Carte blanche

Mettre fin à un génocide par les armes?

Le 24 février 2022, le président Poutine affirmait agir en Ukraine notamment pour «protéger les personnes qui ont été soumises à un génocide par le régime de Kiev pendant huit ans». L’Ukraine avait saisi, deux jours plus tard, la Cour internationale de justice d’une requête qui présentait l’originalité de demander, non pas qu’on reconnaisse la Russie responsable de violations du droit international, mais plutôt qu’on établisse que l’Ukraine n’avait commis aucun génocide, ce qui invaliderait les allégations russes. Des audiences se sont tenues dernièrement à la Cour.

Une trentaine d’Etats y ont présenté leurs observations au sujet de l’interprétation qu’il convient de réserver à la Convention sur la prévention et la répression du génocide dont la portée est au cœur de l’affaire.

Si d’aventure elle se reconnaissait compétente, la Cour pourrait aborder l’une des questions les plus brûlantes du droit international: un Etat peut-il décider seul d’envoyer ses troupes sur un territoire étranger pour mettre fin à ce qui lui semble constituer un génocide?

La Cour a déjà souligné, lorsqu’elle a indiqué dans cette affaire les mesures conservatoires qui ne préjugent en rien de ce qu’elle pourrait décider sur le fond, qu’il «est douteux que la convention [sur le génocide], au vu de son objet et de son but, autorise l’emploi unilatéral de la force par une partie contractante sur le territoire d’un autre Etat, aux fins de prévenir ou de punir un génocide allégué».

En 1999, dans le contexte des bombardements du territoire yougoslave décidés par l’Otan dont certains estimaient qu’ils pouvaient se justifier au regard des graves violations des droits humains commises au Kosovo, la Cour avait déjà noté que «cet emploi soulève des problèmes très graves de droit international».

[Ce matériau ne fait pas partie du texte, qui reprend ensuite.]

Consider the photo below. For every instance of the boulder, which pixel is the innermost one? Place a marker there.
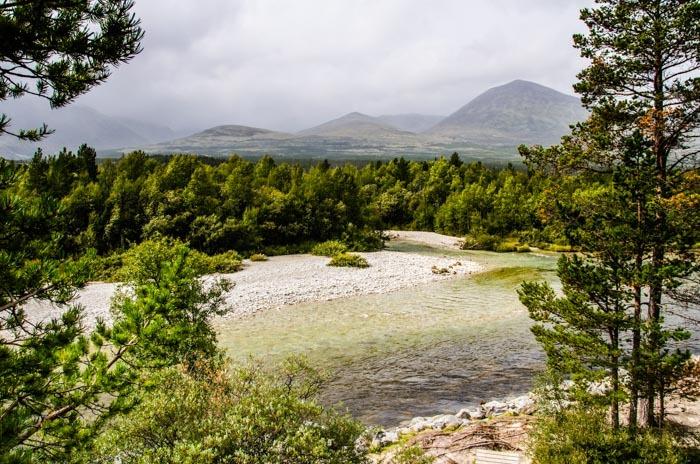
(495, 408)
(475, 414)
(522, 405)
(445, 420)
(384, 438)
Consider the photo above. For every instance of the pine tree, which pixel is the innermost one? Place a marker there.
(60, 49)
(644, 95)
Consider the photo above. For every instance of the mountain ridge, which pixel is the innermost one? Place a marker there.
(495, 121)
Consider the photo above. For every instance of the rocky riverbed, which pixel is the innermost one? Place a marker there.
(291, 279)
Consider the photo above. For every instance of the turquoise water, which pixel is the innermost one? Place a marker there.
(420, 351)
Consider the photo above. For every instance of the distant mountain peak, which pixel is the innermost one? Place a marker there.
(517, 112)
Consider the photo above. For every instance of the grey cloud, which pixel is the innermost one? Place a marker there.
(288, 65)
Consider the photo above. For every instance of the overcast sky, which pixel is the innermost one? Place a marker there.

Les dissensions qui s’étaient manifestées à ce sujet se sont répercutées au sommet mondial de l’ONU en 2005. Sous l’influence des Etats non alignés qui mesuraient sans doute le risque d’instrumentalisation d’un supposé «droit d’ingérence humanitaire», les Nations unies avaient préféré reconnaître une «responsabilité de protéger» les populations contre les crimes les plus graves. De l’avis de tous, cette responsabilité incombe d’abord aux Etats à l’égard de leurs populations et ensuite, en cas de défaillance, à la communauté internationale qui peut décider des mesures nécessaires, y compris militaires.

C’est en substance ce qu’affirment les Etats intervenant devant la Cour. Ils s’accordent pour dire que la répression du génocide ne saurait justifier l’agression d’un Etat contre un autre. Si la plupart d’entre eux soulignent, à juste titre, qu’on ne pourrait recourir unilatéralement à la force pour réprimer un tel crime, d’autres sont moins catégoriques.

Cette ambiguïté n’est pas sans rappeler celle qui a pu caractériser le monde occidental dont sont issus les Etats en question. Certains parmi eux ont précédemment pris part à des interventions militaires qui n’avaient pas été autorisées par le Conseil de sécurité, en se fondant sur des considérations humanitaires. C’est le cas de la France, du Royaume-Uni et des Etats-Unis, notamment. Si la Cour accepte de se prononcer, il est à espérer qu’elle fasse toute la clarté à ce sujet.